Sleep Disorders Unit, Department of Thoracic Medicine, University General Hospital, Medical School of the University of Crete, Heraklion, Crete, Greece.
Sleep Breath. 2011 Dec;15(4):657-64. doi: 10.1007/s11325-010-0416-6. Epub 2010 Sep 25.
We aimed to evaluate the predictive value of anthropometric measurements and self-reported symptoms of obstructive sleep apnea syndrome (OSAS) in a large number of not yet diagnosed or treated patients. Commonly used clinical indices were used to derive a prediction formula that could identify patients at low and high risk for OSAS.
Two thousand six hundred ninety patients with suspected OSAS were enrolled. We obtained weight; height; neck, waist, and hip circumference; and a measure of subjective sleepiness (Epworth sleepiness scale--ESS) prior to diagnostic polysomnography. Excessive daytime sleepiness severity (EDS) was coded as follows: 0 for ESS ≤ 3 (normal), 1 for ESS score 4-9 (normal to mild sleepiness), 2 for score 10-16 (moderate to severe sleepiness), and 3 for score >16 (severe sleepiness). Multivariate linear and logistic regression analysis was used to identify independent predictors of apnea-hypopnea index (AHI) and derive a prediction formula.

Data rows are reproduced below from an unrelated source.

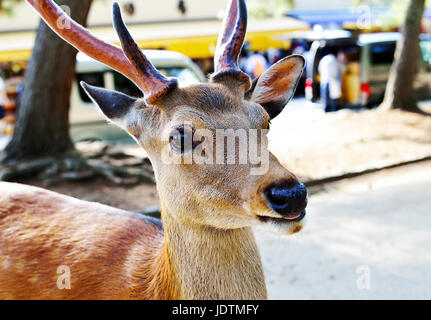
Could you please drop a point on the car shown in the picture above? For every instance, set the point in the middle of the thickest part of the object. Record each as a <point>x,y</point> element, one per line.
<point>369,58</point>
<point>87,121</point>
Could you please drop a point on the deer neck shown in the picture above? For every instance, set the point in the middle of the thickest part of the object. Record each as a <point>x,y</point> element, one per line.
<point>210,263</point>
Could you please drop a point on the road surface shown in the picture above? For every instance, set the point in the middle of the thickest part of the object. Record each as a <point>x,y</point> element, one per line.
<point>365,238</point>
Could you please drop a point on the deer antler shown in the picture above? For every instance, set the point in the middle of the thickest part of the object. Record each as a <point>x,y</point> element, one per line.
<point>230,42</point>
<point>132,63</point>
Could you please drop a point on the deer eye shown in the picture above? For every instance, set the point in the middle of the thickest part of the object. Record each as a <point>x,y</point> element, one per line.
<point>181,140</point>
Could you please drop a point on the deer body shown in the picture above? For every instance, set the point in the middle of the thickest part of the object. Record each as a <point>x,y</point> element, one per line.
<point>205,249</point>
<point>114,254</point>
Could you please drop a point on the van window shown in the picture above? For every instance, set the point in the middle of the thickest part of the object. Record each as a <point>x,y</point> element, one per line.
<point>382,53</point>
<point>93,78</point>
<point>126,86</point>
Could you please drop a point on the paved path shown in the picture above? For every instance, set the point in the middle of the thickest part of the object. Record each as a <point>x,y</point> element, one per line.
<point>375,227</point>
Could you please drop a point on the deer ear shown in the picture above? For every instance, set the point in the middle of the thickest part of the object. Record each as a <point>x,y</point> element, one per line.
<point>114,105</point>
<point>276,86</point>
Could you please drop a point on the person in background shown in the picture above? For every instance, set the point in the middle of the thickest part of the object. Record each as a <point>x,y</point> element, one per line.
<point>330,81</point>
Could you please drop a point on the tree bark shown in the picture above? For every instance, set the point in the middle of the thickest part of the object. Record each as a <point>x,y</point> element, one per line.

Neck circumference (NC) in centimeters, body mass index (BMI) in kilograms per square meter, sleepiness as a code indicating EDS severity, and gender as a constant were significant predictors for AHI. The derived formula was: AHIpred = NC × 0.84 + EDS × 7.78 + BMI × 0.91 - [8.2 × gender constant (1 or 2) + 37]. The probability that this equation predicts AHI greater than 15 correctly was 78%.
Gender, BMI, NC, and sleepiness were significant clinical predictors of OSAS in Greek subjects. Such a prediction formula can play a role in prioritizing patients for PSG evaluation, diagnosis, and initiation of treatment.
我们旨在评估大量未经诊断或治疗的患者的人体测量学测量和阻塞性睡眠呼吸暂停综合征(OSAS)自述症状的预测价值。使用常用的临床指标得出一个预测公式,可以识别出 OSAS 低风险和高风险的患者。
共纳入 2690 例疑似 OSAS 患者。在进行诊断性多导睡眠图检查之前,我们获得了体重、身高、颈围、腰围和臀围以及主观嗜睡量表(ESS)的测量值。日间嗜睡严重程度(EDS)编码如下:ESS≤3 分(正常)为 0 分,ESS 评分 4-9 分为(正常至轻度嗜睡)为 1 分,ESS 评分 10-16 分为(中度至重度嗜睡)为 2 分,ESS 评分>16 分为(重度嗜睡)为 3 分。使用多元线性和逻辑回归分析来识别 apnea-hypopnea 指数(AHI)的独立预测因子,并得出预测公式。
颈围(NC)以厘米为单位、体重指数(BMI)以千克/平方米为单位、嗜睡作为 EDS 严重程度的代码以及性别作为常数是 AHI 的显著预测因子。得出的公式为:AHIpred = NC × 0.84 + EDS × 7.78 + BMI × 0.91 - [8.2 × 性别常数(1 或 2)+ 37]。该方程正确预测 AHI>15 的概率为 78%。
性别、BMI、NC 和嗜睡是希腊人群中 OSAS 的重要临床预测因子。这样的预测公式可以在为 PSG 评估、诊断和开始治疗患者的优先级方面发挥作用。